After a solid .323 season in 116 games in 1928, he held out and reported late to camp, then injured the knee that he had hurt the previous season as fears took the club that he would never be able to play regularly again. Limited at the start of the season while eyed for a role at second base for manager Roger Peckinpaugh, he played with 71 on his back in the first game with numbers during the Indians home opener on April 16, 1929, albeit in a pinch-hitting opportunity at the top of the lineup while still limited because of his gimpy knee. He singled in the eighth inning and was replaced by pinch-runner Ray Gardner, who was set to take over at shortstop. The club would win in walk-off fashion at League Park, 5-4, in eleven innings in front of 16,000 fans on Carl Lind’s deep drive to left to knock home Luke Sewell.
Memorably, the game also happened to be the debut of rookie outfielder and number three hitter, Earl Averill, who donned the number three and homered off of Detroit left-hander Earl Whitehill in the bottom of the first inning in his first Major League at bat.

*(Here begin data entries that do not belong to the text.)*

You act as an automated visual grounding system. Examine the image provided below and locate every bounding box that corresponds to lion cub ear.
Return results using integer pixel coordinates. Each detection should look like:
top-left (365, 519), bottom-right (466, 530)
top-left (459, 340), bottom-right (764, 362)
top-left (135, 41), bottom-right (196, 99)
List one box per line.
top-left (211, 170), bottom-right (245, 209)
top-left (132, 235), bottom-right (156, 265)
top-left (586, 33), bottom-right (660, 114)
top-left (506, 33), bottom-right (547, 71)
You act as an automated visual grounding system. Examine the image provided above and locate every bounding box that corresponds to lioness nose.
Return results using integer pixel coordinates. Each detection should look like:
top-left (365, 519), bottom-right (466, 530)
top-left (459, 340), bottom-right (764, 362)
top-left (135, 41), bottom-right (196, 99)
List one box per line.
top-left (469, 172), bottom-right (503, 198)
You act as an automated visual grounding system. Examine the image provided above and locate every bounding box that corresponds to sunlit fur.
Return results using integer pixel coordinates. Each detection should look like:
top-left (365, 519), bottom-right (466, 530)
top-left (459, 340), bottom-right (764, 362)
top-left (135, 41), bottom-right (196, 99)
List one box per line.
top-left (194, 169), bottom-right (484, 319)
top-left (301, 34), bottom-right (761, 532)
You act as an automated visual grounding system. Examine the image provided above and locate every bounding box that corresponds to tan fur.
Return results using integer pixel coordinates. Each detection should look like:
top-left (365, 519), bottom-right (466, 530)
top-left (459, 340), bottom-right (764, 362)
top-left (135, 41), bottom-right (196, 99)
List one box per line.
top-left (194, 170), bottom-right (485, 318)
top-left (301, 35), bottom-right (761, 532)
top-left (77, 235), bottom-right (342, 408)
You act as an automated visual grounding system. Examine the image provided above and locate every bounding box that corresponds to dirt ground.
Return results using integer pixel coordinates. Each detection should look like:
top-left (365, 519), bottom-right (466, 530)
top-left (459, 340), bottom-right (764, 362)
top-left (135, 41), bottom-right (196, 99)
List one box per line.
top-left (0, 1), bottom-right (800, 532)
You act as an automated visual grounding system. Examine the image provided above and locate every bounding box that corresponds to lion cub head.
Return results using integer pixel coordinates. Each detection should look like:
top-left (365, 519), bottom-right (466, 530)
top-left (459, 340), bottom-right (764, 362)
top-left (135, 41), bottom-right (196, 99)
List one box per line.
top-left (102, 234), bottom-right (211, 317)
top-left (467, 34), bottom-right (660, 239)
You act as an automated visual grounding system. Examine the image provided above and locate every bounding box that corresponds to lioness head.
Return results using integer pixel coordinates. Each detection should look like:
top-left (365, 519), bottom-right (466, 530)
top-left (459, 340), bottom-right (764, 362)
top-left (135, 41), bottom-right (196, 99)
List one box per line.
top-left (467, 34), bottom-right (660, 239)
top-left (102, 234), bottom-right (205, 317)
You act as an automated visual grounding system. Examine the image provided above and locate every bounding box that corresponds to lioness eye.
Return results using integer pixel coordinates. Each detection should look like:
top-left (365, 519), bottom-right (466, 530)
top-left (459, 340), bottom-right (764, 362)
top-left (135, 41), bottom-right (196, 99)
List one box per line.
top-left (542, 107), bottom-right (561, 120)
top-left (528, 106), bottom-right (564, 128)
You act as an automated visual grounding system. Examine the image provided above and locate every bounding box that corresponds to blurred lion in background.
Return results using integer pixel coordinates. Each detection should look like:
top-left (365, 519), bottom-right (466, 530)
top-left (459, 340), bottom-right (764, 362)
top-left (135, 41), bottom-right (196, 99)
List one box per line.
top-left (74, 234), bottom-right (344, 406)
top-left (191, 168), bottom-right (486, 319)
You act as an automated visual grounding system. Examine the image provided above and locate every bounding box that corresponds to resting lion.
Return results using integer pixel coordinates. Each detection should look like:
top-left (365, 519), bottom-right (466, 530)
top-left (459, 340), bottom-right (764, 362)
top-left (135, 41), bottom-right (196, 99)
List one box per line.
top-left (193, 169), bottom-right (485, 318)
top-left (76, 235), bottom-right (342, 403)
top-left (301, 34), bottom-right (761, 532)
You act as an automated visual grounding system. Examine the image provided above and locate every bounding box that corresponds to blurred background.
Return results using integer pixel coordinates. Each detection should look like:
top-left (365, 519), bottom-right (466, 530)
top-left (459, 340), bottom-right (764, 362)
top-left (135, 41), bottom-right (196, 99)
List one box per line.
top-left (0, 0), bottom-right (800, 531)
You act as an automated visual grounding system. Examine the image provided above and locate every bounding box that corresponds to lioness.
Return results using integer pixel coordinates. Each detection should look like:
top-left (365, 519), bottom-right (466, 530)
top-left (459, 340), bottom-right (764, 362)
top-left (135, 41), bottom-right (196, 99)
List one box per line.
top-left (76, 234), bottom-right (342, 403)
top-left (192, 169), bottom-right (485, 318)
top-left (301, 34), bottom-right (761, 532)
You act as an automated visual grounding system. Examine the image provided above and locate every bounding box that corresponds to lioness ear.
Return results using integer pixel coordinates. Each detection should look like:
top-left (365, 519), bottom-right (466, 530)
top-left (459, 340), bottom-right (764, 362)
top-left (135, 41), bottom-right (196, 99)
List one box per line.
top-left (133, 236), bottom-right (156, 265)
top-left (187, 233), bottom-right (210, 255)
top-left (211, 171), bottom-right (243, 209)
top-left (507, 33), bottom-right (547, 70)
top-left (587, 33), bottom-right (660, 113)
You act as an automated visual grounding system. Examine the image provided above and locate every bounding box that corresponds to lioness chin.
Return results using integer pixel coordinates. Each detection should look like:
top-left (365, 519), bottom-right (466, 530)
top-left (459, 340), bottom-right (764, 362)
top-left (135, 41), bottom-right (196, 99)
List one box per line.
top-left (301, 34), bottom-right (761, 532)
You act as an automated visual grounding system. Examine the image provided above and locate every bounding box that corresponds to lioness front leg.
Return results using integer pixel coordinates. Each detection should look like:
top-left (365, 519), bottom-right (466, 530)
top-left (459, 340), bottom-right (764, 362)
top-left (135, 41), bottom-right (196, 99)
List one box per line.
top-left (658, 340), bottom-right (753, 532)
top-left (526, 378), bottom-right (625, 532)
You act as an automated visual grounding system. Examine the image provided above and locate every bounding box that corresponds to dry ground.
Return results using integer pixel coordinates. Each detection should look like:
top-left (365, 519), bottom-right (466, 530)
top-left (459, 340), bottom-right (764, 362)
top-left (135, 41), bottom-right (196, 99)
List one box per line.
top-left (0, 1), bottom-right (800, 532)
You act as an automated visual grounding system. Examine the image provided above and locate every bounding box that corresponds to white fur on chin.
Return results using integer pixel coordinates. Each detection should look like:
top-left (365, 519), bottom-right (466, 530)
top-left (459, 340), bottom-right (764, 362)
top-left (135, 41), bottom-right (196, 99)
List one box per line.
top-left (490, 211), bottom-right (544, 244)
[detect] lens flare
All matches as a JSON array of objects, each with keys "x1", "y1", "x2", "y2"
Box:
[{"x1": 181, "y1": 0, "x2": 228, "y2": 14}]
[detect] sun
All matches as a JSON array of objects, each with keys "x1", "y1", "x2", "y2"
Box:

Hodapp finished the season appearing in 90 games while batting .361. His first 20 games played were all one-and-done pinch-hitting performances before he finally started a game on July 14, more than halfway through the year. From July 20 on, he did not miss another game the rest of the season.
Hodapp would switch to number six for the 1930 season and it must have brought him a little luck. He led the league by playing in 154 games. He led the American League with 225 hits, which at the time was fourth in club history and remains fifth to this day, and 51 doubles, exceeded just twice since (Albert Belle, 52, 1995; Grady Sizemore, 53, 2006). Each was a new career high, as was his .354 average for the year, his eight triples, nine homers, 19 sacrifices, and 121 RBI.
He hit .295 in 1931, playing in 122 games, and started the 1932 season with the club. After just seven games played and a .125 average at the plate, he was traded to the Chicago White Sox with “Suitcase Bob” Seeds for Bill Cissell and Jim Moore. It reunited him with his former teammate in Cleveland and then Sox manager, Lew Fonseca.
He relocated with Seeds again following the season, as he was dealt to the Boston Red Sox in a six-player move. He was later purchased by the St. Louis Cardinals, but his MLB career ended with that 1933 season in Beantown as he spent his playing time in 1934 in the minors for the Cards.
After his playing days, he returned to the Queen City and pursued a career as a funeral director. He worked in the family business at the Hodapp Funeral Home, founded in 1886, until he retired in 1974. He died in 1980 at the age of 74.